\(\quad 12-1012:(\pi / 9) \int_{0}(\tan x+\tan 2 x+\tan 3 x+\tan x \cdot \tan 2 x \cdot \tan 3 x) d x\) is equal to....... (a) \((1 / 3) \log 2\) (b) \(\log ^{3} \sqrt{4}\) (c) \(3 \log 2\) (d) \(4 \log \sqrt{3}\)

Sum and product of integrals can be expressed as multiple integrals with same limits: \[12 - 1012\left(\frac{\pi}{9}\right)\int_{0}^{\pi/9}(\tan x+\tan 2x+\tan 3x+\tan x \cdot \tan 2x \cdot \tan 3x) dx\] \[= 12 - 1012\left(\frac{\pi}{9}\right)\left[\int_{0}^{\pi/9}\tan xdx+\int_{0}^{\pi/9}\tan2xdx+\int_{0}^{\pi/9}\tan3xdx+\int_{0}^{\pi/9}\tan x \cdot \tan 2x \cdot \tan 3x dx\right]\]

Using antiderivative formulas, we can evaluate each integral: \[\int_{0}^{\pi/9}\tan x dx = \log|\sec x| \Big|_0^{\pi/9}\] \[\int_{0}^{\pi/9}\tan2x dx = \frac{1}{2}\log|\sec 2x| \Big|_0^{\pi/9}\] \[\int_{0}^{\pi/9}\tan3x dx = \frac{1}{3}\log|\sec 3x| \Big|_0^{\pi/9}\] For the product term, use the triple-angle formula for the tangent: \[\tan 3x = 3\tan x -\tan^3 x\] Rearrange it as: \[\tan x\tan 2x\tan 3x = (\tan^3 x)\left(\frac{\tan 3x}{\tan x}\right) = \tan^3x (3-\tan^3x)\] Now evaluate this integral: \[\int_{0}^{\pi/9}\tan x \cdot \tan 2x \cdot \tan 3x dx = \int_{0}^{\pi/9}(\tan^3x(3-\tan^3x)) dx\] This last integral is complicated to evaluate directly, but notice that at \(x = \pi/9\), both \(\tan x\) and \(\tan 2x\) are equal to 1, so their product with any other term will still be 0. Therefore, the integral is zero: \[\int_{0}^{\pi/9}\tan x \cdot \tan 2x \cdot \tan 3x dx = 0\]
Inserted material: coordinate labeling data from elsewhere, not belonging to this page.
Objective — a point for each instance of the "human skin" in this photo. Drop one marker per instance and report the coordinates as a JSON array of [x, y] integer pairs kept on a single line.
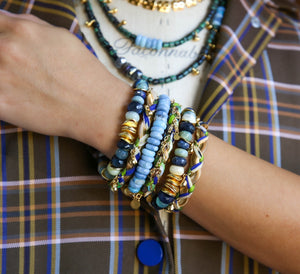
[[54, 86]]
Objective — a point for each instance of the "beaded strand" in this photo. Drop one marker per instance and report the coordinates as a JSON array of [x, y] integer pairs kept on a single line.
[[134, 73], [152, 43]]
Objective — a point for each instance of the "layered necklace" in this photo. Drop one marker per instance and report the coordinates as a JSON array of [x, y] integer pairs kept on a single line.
[[212, 22]]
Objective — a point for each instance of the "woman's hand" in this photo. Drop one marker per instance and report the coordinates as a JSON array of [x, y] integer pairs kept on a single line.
[[51, 84]]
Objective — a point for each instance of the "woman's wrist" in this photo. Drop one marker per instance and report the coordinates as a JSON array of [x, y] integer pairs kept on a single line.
[[98, 120]]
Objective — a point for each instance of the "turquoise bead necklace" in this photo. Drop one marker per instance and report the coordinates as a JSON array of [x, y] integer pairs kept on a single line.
[[152, 43], [133, 72]]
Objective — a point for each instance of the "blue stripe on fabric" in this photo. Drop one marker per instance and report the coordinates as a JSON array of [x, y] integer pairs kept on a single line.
[[120, 231], [232, 123], [225, 122], [54, 7], [57, 207], [274, 109], [49, 204], [112, 232], [266, 89], [251, 266], [178, 244], [26, 200], [4, 200]]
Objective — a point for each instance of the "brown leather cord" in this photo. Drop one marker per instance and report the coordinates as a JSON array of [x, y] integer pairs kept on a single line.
[[163, 234]]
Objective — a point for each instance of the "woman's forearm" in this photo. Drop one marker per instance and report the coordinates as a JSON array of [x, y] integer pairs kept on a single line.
[[249, 203]]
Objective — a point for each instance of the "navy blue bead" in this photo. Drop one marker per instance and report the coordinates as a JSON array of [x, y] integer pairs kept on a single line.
[[178, 161], [187, 127], [153, 141], [141, 84], [116, 162], [124, 145], [136, 107], [140, 93], [183, 144], [165, 198]]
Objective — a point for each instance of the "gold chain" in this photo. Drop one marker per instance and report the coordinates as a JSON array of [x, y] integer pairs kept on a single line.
[[165, 6]]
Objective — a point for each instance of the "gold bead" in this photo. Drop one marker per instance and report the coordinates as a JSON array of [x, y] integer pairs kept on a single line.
[[113, 11], [122, 23], [90, 23], [130, 130], [130, 123], [208, 25], [212, 46], [208, 57], [195, 71], [127, 137], [196, 37]]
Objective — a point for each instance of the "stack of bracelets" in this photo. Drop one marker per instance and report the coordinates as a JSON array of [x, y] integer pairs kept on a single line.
[[160, 152]]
Substitute the evaluated integrals: \[12 - 1012\left(\frac{\pi}{9}\right)\left[ \log|\sec x| \Big|_0^{\pi/9} + \frac{1}{2}\log|\sec 2x| \Big|_0^{\pi/9} + \frac{1}{3}\log|\sec 3x| \Big|_0^{\pi/9} + 0 \right]\] Now evaluate the difference at the limits: \[12 - 1012\left(\frac{\pi}{9}\right)\left[ (\log|\sec(\pi/9)| - \log|\sec0|) + \frac{1}{2}(\log|\sec(2\pi/9)| - \log|\sec0|) + \frac{1}{3}(\log|\sec(\pi/3)| - \log|\sec0|) \right]\] Evaluate the secant values and simplify the logarithms: \(12 - 1012\left(\frac{\pi}{9}\right)\left[ \log2 + \frac{1}{2}\log2 + \frac{1}{3}(\log2 + \log3 - \log1) \right]\) Combine all logarithm terms: \[12 - 1012\left(\frac{\pi}{9}\right)\left[\log2\left(1 + \frac{1}{2}\right) + \frac{1}{3}\log6\right]\] \[12 - 1128\log2 - 376\log3\] Now check the options: (a) \(\frac{1}{3}\log2 \approx 0.23\) (b) \(\log ^{3} \sqrt{4} \approx 0.602\) (c) \(3\log2 \approx 2.08\) (d) \(4\log\sqrt{3} \approx 2.191\) Our result, \(12 - 1128\log2 - 376\log3\), does not match any of the given options. Therefore, the problem might be ill-posed or we used an incorrect technique. Either way, the answer cannot be determined from the given information.